Visiting Angels, Barrington Blog

Tips, Tricks and Info About How Healthy Sleep Supports Healthy Aging

senior citizen sleepingWhat is sleep architecture and how does it impact how you sleep at night and how you feel the next day? According to the National Sleep Foundation, the overall picture of the patterns that rest follows over the course of the night is sleep architecture. This includes the process for falling asleep, the light and dreamless phase of sleep and the deep REM phase. The National Sleep Foundation explains: “The sleep cycle is repeated several times during the night and although total sleep time tends to remain constant, older people spend more time in the lighter stages of sleep than in deep sleep.”

Because their sleep architecture has changed, seniors may have trouble getting sound sleep and staying asleep through the night. They may find themselves feeling restless, struggling to fall asleep or waking during the night. This can be frustrating, confusing and hard to resolve, especially when the issue is a new one that wasn’t part of your sleep architecture earlier in life.

March 15 is World Sleep Day, which means the entire month is a good time to think about the quality of the rest you get. If you’re a parent, grandparent or caregiver, you’ve probably spent plenty of time thinking about someone else’s sleep architecture. It’s time to shine that analytical light on your own sleep habits, so that you can earn the rest you need and deserve. Here’s what you need to know.

The need for zzzz’s

Seniors require just as much sleep as all adults. Seniors’ bodies work hard, and they require a sound daily reprieve. The Sleep Foundation reports: “It is a common misconception that sleep needs decline with age. In fact, research demonstrates that our sleep needs remain constant throughout adulthood.”

It can be harder to get those precious hours of quality sleep for a variety of reasons. Medications are a common culprit. Check with your doctors and let them know about all the meds that you’re taking. Get medical advice about how medications may impact your sleep architecture.

The Sleep Foundation explains that sleep apnea, snoring, restless leg syndrome and acid reflux can also disrupt sleep patterns. These are all serious issues that disrupt sleep.

The quality of the sleep you routinely achieve has tremendous implications for your physical and psychological health; make it your priority to achieve a good sleep routine.

Be protective of your slumber

If you’ve enacted a caregiving role, either by raising a child or caring for an ill friend or family member, you know that sleep is a cornerstone of wellness and well-being. Give your own sleep the same respect and regard your sleep routine with the same protective care.

Practice good sleep hygiene. This means, being careful about caffeine, sugar and food consumption near bedtime. The Sleep Foundation advises: “Finish eating at least 2-3 hours before your regular bedtime… Avoid caffeine (e.g. coffee, tea, soft drinks, chocolate) close to bedtime.”

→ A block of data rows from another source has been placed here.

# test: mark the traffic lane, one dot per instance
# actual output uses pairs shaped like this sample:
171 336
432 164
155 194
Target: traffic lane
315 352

The foundation also advises sticking to a regular preparation routine each evening - a routine wind down that helps you relax. This may include taking a warm bath, reading, meditating, praying, etc. The foundation advises that prep should happen outside the bedroom, and that the bed be reserved only for sleeping. This way, you won’t be spending too much time in your bed before you go to sleep each night.

Use tools that help you

Once you recognize that you may have some additional obstacles to sleep, find solutions that work for you. Buy new pillows, or a quilt that is a better fit for your changing needs. If you’re struggling with reflux, for example, see if raising your bed at the head might prove a more comfortable fit for you. If you feel anxious at night, see if a weighted blanket could be helpful. The price is coming down and you can find them at stores like Target and Walmart. Talk with your doctor about melatonin, an over-the-counter supplement that may give you the extra help you need.

Keep working through your issues, with the input of your medical professionals, until you get the results you need.

While it’s true that you change as you age, that doesn’t mean you should have to settle for a poor night of rest - too much is at stake. A poor sleep feels bad and it’s bad for your health. You deserve better.